Leave Center's Site Plan Open to Change

Before a prospective tenant signs a lease for space in your shopping center, it will want to know certain information about the center to make sure that the space will be advantageous to its business. The information it's interested in will most likely include items like the location of the barriers, common areas, curb cuts, entrances, exits, loading zones, other tenants, and parking areas; the size of spaces; the means of access to a space; and the size and location of the center's buildings.

Before a prospective tenant signs a lease for space in your shopping center, it will want to know certain information about the center to make sure that the space will be advantageous to its business. The information it's interested in will most likely include items like the location of the barriers, common areas, curb cuts, entrances, exits, loading zones, other tenants, and parking areas; the size of spaces; the means of access to a space; and the size and location of the center's buildings.

Once a tenant makes its decision to rent space in the center based partly on these items, it'll want to nail them down. After all, a tenant that bases a financial decision on them will want to make sure that they don't change later. But be careful when providing site plans to a tenant. Don't lock yourself into plans for your center that you may want to change later without a hassle from the tenant.

Keep Site Plan Simple

“During negotiations, owners may use a site plan, which is usually a depiction of the general layout of the ultimate buildout of the property, to show the prospective tenant where things will be located at the center,” says Northern Virginia real estate attorney and Insider board member David S. Houston.

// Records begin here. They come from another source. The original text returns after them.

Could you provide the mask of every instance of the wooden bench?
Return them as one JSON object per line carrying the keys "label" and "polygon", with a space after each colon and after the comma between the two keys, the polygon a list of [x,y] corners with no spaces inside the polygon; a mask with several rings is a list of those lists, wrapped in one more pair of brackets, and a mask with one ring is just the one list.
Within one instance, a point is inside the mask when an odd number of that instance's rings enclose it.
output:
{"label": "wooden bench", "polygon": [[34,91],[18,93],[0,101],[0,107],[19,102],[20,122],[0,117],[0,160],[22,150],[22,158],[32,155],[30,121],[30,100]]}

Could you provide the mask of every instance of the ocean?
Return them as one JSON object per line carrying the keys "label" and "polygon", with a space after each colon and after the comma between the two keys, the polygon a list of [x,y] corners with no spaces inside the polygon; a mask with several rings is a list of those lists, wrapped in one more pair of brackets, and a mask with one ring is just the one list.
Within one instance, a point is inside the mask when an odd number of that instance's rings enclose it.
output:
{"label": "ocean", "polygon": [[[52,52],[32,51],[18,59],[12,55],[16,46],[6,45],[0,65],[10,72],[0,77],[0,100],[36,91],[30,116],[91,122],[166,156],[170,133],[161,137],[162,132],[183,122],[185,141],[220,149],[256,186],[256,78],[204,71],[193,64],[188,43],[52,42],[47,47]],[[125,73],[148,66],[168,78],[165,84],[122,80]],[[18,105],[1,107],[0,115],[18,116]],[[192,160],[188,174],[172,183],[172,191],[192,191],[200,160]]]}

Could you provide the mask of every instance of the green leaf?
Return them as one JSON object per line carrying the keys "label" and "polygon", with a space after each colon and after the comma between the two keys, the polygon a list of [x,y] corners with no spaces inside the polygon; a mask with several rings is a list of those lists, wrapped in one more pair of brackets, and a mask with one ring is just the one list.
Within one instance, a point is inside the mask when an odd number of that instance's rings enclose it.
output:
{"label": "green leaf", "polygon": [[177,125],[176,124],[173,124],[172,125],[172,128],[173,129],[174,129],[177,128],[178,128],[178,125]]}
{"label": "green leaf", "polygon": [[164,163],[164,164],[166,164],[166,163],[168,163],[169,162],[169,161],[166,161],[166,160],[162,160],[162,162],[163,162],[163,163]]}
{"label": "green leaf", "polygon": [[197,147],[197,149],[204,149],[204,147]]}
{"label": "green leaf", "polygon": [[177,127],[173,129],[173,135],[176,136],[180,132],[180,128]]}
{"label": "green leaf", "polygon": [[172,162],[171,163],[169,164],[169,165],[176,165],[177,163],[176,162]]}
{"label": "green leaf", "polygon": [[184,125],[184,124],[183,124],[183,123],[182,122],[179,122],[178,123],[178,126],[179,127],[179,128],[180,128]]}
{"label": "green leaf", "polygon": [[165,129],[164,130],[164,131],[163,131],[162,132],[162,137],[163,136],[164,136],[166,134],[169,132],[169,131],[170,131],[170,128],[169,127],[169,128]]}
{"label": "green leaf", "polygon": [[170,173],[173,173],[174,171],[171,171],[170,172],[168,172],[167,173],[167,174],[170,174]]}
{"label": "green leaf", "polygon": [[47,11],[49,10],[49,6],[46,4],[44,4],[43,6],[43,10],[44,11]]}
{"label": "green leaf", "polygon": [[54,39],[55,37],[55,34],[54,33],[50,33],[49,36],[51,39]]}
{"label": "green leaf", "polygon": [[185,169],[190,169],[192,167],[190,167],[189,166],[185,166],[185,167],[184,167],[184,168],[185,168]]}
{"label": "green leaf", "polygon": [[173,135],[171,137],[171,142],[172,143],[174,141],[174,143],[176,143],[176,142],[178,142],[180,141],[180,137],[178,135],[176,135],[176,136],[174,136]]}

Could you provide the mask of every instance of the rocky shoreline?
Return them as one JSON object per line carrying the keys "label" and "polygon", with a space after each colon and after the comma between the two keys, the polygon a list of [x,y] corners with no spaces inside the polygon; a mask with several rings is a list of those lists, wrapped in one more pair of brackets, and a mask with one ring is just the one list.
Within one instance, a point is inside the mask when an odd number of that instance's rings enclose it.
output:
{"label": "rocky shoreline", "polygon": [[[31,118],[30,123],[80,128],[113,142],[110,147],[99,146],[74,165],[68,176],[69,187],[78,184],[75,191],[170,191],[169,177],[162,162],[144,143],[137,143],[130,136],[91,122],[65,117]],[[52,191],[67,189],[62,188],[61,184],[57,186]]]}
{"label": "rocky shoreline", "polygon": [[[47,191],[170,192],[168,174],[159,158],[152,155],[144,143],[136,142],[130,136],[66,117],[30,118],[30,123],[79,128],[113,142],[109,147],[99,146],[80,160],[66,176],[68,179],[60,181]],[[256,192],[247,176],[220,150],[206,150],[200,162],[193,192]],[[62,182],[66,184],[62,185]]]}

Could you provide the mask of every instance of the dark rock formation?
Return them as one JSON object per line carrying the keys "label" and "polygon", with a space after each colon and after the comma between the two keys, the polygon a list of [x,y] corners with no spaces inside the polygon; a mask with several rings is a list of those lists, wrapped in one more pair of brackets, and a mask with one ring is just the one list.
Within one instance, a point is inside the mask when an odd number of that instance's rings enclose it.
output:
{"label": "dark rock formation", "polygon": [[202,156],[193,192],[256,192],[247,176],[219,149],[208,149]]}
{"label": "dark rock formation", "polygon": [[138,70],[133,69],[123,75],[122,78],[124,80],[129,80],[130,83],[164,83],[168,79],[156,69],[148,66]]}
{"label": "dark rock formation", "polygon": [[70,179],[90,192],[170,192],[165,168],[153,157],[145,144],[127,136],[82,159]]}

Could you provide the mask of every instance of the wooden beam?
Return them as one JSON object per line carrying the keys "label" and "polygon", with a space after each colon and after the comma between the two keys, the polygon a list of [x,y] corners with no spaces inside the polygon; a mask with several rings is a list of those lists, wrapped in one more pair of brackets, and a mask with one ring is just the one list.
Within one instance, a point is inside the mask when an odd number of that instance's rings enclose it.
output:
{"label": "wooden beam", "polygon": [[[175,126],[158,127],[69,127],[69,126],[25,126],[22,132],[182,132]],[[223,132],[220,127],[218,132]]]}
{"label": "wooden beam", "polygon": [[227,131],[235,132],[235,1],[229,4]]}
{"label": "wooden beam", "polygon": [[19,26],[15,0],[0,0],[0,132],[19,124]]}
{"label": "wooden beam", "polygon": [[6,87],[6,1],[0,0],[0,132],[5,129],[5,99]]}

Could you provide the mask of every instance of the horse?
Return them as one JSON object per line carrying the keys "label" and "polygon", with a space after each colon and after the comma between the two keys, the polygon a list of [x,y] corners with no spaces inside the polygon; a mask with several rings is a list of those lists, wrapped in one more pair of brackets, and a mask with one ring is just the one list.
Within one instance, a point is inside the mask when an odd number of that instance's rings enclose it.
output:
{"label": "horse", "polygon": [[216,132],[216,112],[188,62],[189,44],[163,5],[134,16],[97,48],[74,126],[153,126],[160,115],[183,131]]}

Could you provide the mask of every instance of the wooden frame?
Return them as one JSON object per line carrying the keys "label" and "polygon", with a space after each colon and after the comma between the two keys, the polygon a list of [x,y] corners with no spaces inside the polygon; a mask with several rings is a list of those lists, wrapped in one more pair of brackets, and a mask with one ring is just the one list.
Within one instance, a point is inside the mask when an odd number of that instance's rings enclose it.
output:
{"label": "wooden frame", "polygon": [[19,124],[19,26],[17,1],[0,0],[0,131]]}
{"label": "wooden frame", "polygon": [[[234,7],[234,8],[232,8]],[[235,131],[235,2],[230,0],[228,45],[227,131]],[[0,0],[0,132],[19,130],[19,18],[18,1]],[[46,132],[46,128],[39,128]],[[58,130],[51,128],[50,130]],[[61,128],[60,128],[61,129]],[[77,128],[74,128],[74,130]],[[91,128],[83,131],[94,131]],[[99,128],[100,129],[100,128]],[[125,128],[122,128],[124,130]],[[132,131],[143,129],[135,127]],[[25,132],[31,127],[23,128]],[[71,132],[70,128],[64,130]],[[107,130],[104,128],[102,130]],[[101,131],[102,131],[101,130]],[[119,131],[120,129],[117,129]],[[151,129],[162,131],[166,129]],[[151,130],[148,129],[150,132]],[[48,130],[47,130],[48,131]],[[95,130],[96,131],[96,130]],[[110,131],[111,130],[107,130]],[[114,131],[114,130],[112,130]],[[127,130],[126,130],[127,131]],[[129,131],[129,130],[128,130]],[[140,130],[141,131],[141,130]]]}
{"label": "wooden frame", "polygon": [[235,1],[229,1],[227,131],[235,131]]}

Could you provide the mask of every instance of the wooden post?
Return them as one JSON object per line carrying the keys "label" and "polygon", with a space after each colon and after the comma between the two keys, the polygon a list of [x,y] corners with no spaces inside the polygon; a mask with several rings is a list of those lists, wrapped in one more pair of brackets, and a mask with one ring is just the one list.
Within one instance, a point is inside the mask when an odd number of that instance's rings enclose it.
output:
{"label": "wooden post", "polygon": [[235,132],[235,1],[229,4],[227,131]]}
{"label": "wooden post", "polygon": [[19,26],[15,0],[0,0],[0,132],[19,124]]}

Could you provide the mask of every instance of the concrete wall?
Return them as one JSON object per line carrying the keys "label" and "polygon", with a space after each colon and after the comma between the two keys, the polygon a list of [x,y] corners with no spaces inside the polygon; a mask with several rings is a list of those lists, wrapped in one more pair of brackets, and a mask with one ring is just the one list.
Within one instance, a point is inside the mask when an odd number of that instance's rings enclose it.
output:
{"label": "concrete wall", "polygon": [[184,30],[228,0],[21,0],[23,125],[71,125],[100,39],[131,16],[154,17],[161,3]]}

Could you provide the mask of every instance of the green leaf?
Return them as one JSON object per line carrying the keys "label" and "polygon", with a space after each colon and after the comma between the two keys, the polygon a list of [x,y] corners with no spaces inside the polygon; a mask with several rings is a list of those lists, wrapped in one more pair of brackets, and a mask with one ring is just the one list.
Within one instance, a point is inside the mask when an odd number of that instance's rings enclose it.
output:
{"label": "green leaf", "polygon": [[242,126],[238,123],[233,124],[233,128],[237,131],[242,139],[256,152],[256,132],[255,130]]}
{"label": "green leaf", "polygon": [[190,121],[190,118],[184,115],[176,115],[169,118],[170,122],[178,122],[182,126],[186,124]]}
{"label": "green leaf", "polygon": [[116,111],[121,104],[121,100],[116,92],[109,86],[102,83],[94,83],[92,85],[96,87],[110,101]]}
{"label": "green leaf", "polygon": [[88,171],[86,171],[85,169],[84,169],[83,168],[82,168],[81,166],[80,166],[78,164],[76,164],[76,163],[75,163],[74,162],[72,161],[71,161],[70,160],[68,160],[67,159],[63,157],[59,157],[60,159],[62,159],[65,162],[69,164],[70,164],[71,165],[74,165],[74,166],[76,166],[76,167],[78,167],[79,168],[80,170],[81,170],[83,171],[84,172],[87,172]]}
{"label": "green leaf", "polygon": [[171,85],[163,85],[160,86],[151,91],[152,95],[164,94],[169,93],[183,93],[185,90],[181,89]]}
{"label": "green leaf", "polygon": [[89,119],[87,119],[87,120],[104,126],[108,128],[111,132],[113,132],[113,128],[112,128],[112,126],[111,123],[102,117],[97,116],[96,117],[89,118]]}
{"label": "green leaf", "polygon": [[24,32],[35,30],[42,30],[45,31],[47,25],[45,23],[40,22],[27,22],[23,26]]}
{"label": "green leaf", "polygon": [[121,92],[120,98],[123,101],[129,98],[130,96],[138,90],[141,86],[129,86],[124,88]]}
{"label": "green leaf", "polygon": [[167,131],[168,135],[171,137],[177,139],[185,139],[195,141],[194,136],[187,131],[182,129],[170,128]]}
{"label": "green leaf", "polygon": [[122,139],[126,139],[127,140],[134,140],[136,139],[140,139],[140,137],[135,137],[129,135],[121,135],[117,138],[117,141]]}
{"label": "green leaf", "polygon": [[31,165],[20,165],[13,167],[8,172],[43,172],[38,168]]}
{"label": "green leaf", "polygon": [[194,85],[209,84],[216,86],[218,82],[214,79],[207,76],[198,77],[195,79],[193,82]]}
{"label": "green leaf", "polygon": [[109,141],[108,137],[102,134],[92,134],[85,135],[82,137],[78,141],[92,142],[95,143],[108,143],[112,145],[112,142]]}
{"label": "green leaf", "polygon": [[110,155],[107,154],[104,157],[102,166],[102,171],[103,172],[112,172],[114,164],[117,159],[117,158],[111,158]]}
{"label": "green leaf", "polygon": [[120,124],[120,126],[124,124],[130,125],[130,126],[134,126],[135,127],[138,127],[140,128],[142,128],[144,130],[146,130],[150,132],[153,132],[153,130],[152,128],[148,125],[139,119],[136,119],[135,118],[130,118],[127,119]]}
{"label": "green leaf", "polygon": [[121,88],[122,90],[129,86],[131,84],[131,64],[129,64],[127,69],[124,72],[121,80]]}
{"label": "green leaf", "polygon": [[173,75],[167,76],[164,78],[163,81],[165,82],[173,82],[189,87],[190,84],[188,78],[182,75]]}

If the tenant approves of the site plan, it typically will be attached to the lease.

Site plans vary and, depending on the size, leverage, and bargaining power of the tenant, can be very general in nature or very specific, Houston points out. “Typically, tenants try to negotiate in specificity, whereas owners try to keep the site plan as general and nonbinding as possible,” he adds. Large tenants especially are more likely to push for binding plans. “Anchor or big box tenants probably can dictate where buildings can or can't be located now or in the future, the height of new buildings, and how many buildings and outparcels are allowed,” notes Houston.

Because the site plan is a significant part of the leasing process—often used in marketing for the property, discussed early on in negotiations, and included in the letter of intent—a tenant will want to have some control over whether you can make changes to the site plan and, if you want to change the property later, could try to claim that it relied on the site plan when making its decisions, says Houston. If a detailed site plan turns out not to be exactly accurate, the tenant might try to get out of its lease or sue you for misrepresentation. You could end up going through costly litigation if the tenant sues you for violating the lease or tries to stop your construction work.

By keeping a site plan as simple and vague as possible, it allows you to change the details of your site plan without the tenant's consent. It's important to reserve your right to modify the site plan.

Anticipate Need for Flexibility

Even if you intend to keep the center the same as it is now for the foreseeable future, your circumstances could change, especially during the course of long-term lease terms that may last 25 years or more. Consider these common reasons for a site plan change when weighing the importance of giving yourself flexibility to modify it:

Redevelopment. A very detailed site plan could hamper your right to redevelop your property. “If a certain tenant vacates the property, the owner might be better in the long run to take down that space and build something new in its place,” Houston points out. A redevelopment sometimes interferes with common areas, which must be moved or modified, or other areas of the property that were once attractive to the tenant.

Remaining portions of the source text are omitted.